The Patriot Post® · Why Two-Parent Homes Are Still Better

By Lewis Morris ·
https://patriotpost.us/articles/67871-why-two-parent-homes-are-still-better-2020-01-14

A family built around two parents has many advantages. Two-parent families are statistically less likely to be poor. They are also less likely to suffer addictions or engage in criminal behavior. Children who grow up in homes where both mom and dad live under one roof have a greater chance to live successful, well-adjusted lives and create stable familial relationships for themselves.

This is not to say that children who grow up in one-parent homes are doomed to miserable lives, but it’s hard to deny that the opportunity for a better life takes a lot more work. One-parent households are predominantly lower income, less educated, and more susceptible to crime and drug problems.

Sociologists, economists, and politicians have struggled for years to find ways to alleviate the inequities dealt to one-parent households. Potential solutions abound, but those suggested by Dr. Christina Cross, a postdoctoral fellow at Harvard University, ignore the core issue and risk making matters worse.

In a shockingly obtuse New York Times op-ed last month, Cross claimed that for black Americans the problem is not a lack of two parents under one roof, but, rather, it’s a lack of access to resources compared to white one-parent families. In other words, more taxpayer money will fix it.
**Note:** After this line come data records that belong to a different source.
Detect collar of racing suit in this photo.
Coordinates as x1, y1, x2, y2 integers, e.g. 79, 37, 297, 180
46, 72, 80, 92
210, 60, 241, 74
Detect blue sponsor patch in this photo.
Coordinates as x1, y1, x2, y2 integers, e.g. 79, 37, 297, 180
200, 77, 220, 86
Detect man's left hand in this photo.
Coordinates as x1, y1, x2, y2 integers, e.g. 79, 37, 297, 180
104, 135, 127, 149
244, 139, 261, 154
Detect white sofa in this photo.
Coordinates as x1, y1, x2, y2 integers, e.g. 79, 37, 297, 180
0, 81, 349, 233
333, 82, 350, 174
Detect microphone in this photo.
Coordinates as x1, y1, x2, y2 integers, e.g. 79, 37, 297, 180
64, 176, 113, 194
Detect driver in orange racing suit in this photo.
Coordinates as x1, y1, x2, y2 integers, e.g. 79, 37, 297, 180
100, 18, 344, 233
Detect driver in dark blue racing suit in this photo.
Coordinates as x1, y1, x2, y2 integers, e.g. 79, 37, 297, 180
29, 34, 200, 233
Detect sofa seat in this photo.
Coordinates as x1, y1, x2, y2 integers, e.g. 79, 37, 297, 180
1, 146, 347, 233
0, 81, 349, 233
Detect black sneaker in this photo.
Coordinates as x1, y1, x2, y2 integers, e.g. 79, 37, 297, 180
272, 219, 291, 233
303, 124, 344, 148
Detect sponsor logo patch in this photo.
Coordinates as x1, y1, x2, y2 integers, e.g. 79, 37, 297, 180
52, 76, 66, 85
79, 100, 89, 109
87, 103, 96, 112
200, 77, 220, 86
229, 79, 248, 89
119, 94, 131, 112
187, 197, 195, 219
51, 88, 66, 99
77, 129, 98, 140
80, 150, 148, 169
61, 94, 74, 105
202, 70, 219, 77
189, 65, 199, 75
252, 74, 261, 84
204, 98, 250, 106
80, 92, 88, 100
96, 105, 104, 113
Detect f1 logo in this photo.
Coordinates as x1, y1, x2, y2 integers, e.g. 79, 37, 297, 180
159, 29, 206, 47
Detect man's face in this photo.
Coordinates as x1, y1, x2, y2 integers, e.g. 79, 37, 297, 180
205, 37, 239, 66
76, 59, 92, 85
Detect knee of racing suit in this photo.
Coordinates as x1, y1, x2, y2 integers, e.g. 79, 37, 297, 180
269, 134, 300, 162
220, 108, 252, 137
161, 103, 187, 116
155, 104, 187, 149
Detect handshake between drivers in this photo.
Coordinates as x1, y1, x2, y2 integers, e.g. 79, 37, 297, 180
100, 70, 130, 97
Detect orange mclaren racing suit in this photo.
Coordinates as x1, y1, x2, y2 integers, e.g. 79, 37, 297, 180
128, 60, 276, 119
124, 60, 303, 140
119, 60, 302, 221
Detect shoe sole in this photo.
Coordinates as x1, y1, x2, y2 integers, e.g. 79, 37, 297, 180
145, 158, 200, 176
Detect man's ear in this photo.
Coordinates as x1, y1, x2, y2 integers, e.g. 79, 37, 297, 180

Cross points out that black one-parent households have a tougher time than white one-parent households when it comes to getting and maintaining jobs, obtaining a good education, owning property, and so forth. She then makes the cognitive leap that access to resources alone is the problem for one-parent black families because one-parent white families perform statistically better in these areas. The power of a two-parent household among blacks is “a myth” according to Cross. Rather than stepping back and looking at the larger issues that face all one-parent families, Cross chooses to make a racial divide and drive home the tired leftist narrative about a racist system that has it in for black families.

Perhaps one-parent white families do perform statistically better than one-parent black families across all of Cross’s data points, but what difference does that make? White or black, they are still more likely to be poor, less educated, and more susceptible to a tougher life.

Ian Rowe, senior visiting fellow at the Thomas B. Fordham Institute, takes Cross to task for her misguided analysis. Rowe points to data from the National Center for Education Statistics that shows the proportion of black children living in poverty decreases from 45% for mother-only households and 36% for father-only households to 12% for two-parent households.

Rowe also questions how Cross narrowly cites evidence to play down the importance of two-parent households for blacks while ignoring the broader issue of family structure for children of all races. Why does the problem have to be confined to one race? Non-marital births among white women under 24 numbered 238,000 in 2018, far higher than any other racial cohort.

Cross is right to be concerned about the issue of single-parent families, but by choosing to make a racial argument, she makes it that much more difficult to implement the real solution: A more stable family structure benefitting all children, no matter their skin color.